Sans sécurité, il n’y a pas de développement
De son côté M. Saleh EL Makhzoum deuxième vice président du conseil a précisé que ‘’la Libye est plus que jamais déterminée à jouer un rôle positif dans la stabilité de la région’’. ‘’La convention de Ghadamès qui a été signée par le gouvernement a insisté sur la sécurité considérant que le défi de la stabilité des pays voisins est un seul et même combat avec la nôtre. C’est dans ce nouveau contexte que nous avons tous mis en œuvre pour que notre sous région reste épargnée par la violence, le terrorisme et le crime transfrontalier’’, explique- t-il. ‘‘La sécurité et le développement son un binôme indissociable, car il n’y a pas de sécurité sans développement’’ martèle-t-il.
Dans le cadre de sa nouvelle politique étrangère, la Libye cherche aujourd’hui à occuper le leadership des pays luttant contre le terrorisme et tous les genres de crimes.
A cet effet, la nouvelle équipe dirigeante a la certitude que seuls les pays qui se sont engagés de façon réelle dans une approche globale de lutte ont pu parvenir à des résultats concluants. Elle demeure convaincue que les regroupements et la coordination restent les seuls gages qui peuvent pérenniser l’action de lutte. C’est ainsi qu’ils se sont félicités de la création du mécanisme de l’UFL et ont exprimé leur disponibilité à lui apporter le soutien nécessaire. Ils ont par ailleurs demandé à ce qu’il soit élargi à d’autres pays du continent.
Jeter les bases d’un Etat de droit
Le Congrès National à qui les Libyens ont accordé leur confiance, lors des dernières élections qualifiées de transparentes, a déjà pris les mesures nécessaires pour passer de la phase révolution à la phase Etat.

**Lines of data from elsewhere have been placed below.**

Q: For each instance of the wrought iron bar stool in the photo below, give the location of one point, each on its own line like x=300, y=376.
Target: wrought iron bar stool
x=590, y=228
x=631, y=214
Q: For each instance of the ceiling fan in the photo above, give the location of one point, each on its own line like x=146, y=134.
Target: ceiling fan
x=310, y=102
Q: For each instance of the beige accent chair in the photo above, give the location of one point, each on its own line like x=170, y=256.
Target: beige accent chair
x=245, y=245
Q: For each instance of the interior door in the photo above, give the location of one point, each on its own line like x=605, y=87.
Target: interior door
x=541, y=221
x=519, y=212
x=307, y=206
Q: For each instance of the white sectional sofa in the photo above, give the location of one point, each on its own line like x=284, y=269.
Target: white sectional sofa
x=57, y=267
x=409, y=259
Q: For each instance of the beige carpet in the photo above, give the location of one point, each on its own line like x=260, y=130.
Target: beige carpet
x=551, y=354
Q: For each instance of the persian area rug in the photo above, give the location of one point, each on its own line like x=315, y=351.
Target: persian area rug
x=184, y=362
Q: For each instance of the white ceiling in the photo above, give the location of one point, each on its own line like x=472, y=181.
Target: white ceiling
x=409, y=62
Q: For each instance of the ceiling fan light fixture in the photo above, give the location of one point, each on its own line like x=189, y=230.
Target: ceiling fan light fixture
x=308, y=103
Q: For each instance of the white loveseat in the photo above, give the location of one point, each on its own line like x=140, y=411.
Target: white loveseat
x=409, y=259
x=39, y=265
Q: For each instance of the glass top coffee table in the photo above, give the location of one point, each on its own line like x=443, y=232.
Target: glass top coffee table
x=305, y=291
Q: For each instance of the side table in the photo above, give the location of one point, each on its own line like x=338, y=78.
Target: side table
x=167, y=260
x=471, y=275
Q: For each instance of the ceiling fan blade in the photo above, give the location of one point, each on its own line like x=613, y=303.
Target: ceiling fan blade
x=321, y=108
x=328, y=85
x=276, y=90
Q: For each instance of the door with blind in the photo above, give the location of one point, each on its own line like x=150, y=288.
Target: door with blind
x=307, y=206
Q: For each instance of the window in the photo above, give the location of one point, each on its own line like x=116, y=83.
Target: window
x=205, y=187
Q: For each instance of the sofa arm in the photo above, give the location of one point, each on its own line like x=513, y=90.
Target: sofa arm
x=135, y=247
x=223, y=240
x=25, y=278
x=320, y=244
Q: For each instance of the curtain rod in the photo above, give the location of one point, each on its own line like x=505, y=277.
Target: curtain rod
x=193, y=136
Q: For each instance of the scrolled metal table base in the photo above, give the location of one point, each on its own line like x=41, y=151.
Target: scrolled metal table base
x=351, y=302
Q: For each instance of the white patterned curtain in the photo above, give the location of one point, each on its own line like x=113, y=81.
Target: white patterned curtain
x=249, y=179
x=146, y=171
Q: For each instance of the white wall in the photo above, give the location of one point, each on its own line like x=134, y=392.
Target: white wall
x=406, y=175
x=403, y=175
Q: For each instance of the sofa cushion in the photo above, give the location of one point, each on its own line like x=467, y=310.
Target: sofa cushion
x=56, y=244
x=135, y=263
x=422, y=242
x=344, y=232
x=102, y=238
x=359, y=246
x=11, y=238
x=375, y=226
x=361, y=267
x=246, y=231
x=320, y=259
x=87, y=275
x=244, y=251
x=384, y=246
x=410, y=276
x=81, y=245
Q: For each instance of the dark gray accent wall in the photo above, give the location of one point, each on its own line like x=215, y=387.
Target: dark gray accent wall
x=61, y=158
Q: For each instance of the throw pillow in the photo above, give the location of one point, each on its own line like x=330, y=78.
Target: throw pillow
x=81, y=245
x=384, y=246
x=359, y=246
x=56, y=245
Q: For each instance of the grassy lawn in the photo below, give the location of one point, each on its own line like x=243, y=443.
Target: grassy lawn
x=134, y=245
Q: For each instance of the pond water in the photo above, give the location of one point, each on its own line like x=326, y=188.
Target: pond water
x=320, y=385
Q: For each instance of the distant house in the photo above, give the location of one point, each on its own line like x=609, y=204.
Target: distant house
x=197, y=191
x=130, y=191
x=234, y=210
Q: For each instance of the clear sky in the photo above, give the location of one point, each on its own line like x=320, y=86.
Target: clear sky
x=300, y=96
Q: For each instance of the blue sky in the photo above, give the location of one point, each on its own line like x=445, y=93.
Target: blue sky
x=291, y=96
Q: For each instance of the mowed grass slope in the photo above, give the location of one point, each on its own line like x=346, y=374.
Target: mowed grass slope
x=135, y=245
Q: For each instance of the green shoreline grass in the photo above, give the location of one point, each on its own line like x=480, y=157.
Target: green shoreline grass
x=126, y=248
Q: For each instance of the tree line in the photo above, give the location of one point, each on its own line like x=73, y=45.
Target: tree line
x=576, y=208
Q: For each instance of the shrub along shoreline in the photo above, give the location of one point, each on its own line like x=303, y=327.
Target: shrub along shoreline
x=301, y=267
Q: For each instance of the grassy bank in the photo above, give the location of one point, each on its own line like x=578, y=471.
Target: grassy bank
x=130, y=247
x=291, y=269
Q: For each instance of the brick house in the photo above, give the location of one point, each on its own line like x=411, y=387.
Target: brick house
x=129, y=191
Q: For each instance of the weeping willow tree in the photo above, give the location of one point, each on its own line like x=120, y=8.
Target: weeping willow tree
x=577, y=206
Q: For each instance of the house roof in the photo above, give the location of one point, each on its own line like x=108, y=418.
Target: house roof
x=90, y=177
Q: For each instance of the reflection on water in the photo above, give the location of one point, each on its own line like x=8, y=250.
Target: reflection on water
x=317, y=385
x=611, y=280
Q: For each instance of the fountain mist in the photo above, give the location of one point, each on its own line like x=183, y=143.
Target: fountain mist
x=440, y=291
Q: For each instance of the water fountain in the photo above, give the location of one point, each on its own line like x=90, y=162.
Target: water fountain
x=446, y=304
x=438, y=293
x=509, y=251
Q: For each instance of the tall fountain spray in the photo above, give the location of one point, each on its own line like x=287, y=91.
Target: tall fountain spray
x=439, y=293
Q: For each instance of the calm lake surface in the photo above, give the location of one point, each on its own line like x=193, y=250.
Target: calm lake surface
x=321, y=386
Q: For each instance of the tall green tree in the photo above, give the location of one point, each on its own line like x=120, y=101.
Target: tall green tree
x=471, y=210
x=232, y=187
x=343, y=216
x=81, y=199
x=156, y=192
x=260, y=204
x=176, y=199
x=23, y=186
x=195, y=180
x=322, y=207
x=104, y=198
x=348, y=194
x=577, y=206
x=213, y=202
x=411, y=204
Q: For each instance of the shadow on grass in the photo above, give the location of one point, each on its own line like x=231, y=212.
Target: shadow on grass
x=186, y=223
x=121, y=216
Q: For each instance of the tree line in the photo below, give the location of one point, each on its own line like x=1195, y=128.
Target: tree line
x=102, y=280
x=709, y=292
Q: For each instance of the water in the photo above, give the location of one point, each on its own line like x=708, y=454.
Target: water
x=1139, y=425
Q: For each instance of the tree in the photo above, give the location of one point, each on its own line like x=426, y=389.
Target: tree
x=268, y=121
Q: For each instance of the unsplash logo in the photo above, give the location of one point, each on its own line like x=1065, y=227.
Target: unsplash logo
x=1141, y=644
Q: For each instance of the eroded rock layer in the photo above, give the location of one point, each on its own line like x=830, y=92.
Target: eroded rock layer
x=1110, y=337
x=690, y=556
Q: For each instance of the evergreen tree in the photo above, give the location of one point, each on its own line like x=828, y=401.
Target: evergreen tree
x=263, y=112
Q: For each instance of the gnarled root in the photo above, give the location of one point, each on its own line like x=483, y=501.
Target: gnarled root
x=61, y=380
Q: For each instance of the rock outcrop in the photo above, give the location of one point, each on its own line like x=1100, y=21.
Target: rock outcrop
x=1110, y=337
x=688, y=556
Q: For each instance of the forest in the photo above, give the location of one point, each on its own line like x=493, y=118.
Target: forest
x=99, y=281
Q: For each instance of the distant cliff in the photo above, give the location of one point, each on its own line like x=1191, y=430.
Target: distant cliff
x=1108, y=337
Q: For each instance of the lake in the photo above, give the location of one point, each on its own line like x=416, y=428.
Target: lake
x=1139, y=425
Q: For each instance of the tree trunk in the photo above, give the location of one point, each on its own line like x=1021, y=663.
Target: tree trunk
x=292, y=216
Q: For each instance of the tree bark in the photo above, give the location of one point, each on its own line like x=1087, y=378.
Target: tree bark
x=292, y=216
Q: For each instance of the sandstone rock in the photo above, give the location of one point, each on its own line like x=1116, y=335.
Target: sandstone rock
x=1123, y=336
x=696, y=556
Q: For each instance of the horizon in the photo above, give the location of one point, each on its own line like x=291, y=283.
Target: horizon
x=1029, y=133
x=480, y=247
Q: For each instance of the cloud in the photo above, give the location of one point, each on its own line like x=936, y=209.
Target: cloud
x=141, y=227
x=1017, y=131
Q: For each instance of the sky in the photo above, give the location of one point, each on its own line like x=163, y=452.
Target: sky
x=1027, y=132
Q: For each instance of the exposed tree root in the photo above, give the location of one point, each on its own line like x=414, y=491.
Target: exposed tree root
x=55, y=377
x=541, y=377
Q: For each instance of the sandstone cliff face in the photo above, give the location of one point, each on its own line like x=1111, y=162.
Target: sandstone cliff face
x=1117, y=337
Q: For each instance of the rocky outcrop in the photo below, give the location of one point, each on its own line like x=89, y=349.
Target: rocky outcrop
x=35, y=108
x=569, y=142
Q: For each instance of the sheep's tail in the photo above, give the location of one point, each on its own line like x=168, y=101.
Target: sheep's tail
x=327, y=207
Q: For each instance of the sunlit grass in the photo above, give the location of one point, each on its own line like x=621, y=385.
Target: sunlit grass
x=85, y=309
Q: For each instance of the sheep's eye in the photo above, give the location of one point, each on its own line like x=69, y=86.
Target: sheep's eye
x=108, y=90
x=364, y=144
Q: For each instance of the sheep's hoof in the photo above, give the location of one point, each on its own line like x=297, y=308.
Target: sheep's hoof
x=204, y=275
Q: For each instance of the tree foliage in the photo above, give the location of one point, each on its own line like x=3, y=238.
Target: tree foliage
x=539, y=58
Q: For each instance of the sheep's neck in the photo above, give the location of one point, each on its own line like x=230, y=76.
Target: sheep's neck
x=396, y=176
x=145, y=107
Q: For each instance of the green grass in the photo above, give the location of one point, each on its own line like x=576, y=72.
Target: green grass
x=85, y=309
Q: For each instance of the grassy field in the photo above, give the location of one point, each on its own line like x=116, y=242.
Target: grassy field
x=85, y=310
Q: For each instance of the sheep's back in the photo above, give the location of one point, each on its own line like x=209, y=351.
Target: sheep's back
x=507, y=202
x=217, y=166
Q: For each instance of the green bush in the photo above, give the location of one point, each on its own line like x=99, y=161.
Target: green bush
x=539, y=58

C’est ainsi que les commissions techniques issues du Congrès National, détenant le pouvoir législatif, ont déjà finalisé un arsenal juridique selon l’ordre prioritaire exigé par les circonstances. Cet arsenal juridique vient combler le vide qu’a connu l’Etat lors de la période de l’ancien régime, instaurer les fondements juridiques d’un ’Etat de droit auquel aspire le peuple libyen et jeter les bases d’institutions démocratiques. En un mot, mettre sur place les agrégats d’un Etat moderne capable de garantir un avenir radieux dans un climat de liberté et de justice.
‘’Les commissions techniques chargées de la législation ont déjà soumis la loi de la justice transitoire au Congrès National. Elles ont finalisé le texte de la constitution qui est en phase de relecture pour être très prochainement examiné’’ nous confie M.Gumaa.
Pendant notre séjour, la Libye était en pleine effervescence. C’était la grande fête. La deuxième année de la révolution du 17 février, précisément deux jours avant l’anniversaire, les Libyens vivent déjà l’événement. Ils ont envahi de façon spontanée les rues et les places publiques qui connaissent chaque soir des attroupements et où jeunes, vieux, femmes, hommes et enfants viennent vivre dans la joie et l’allégresse ce qu’ils appellent l’ère de la liberté.
De Misrata à Zouara, Sibrata et Zaouiya, en passant par Zliten, Sough joumaa, Tajoura et Fashloum, le spectacle était le même : drapeaux, feux d’artifice, ballons à hydrogène et klaxons dominent les lieux dans des carnavals qui ne se terminent qu’au petit matin.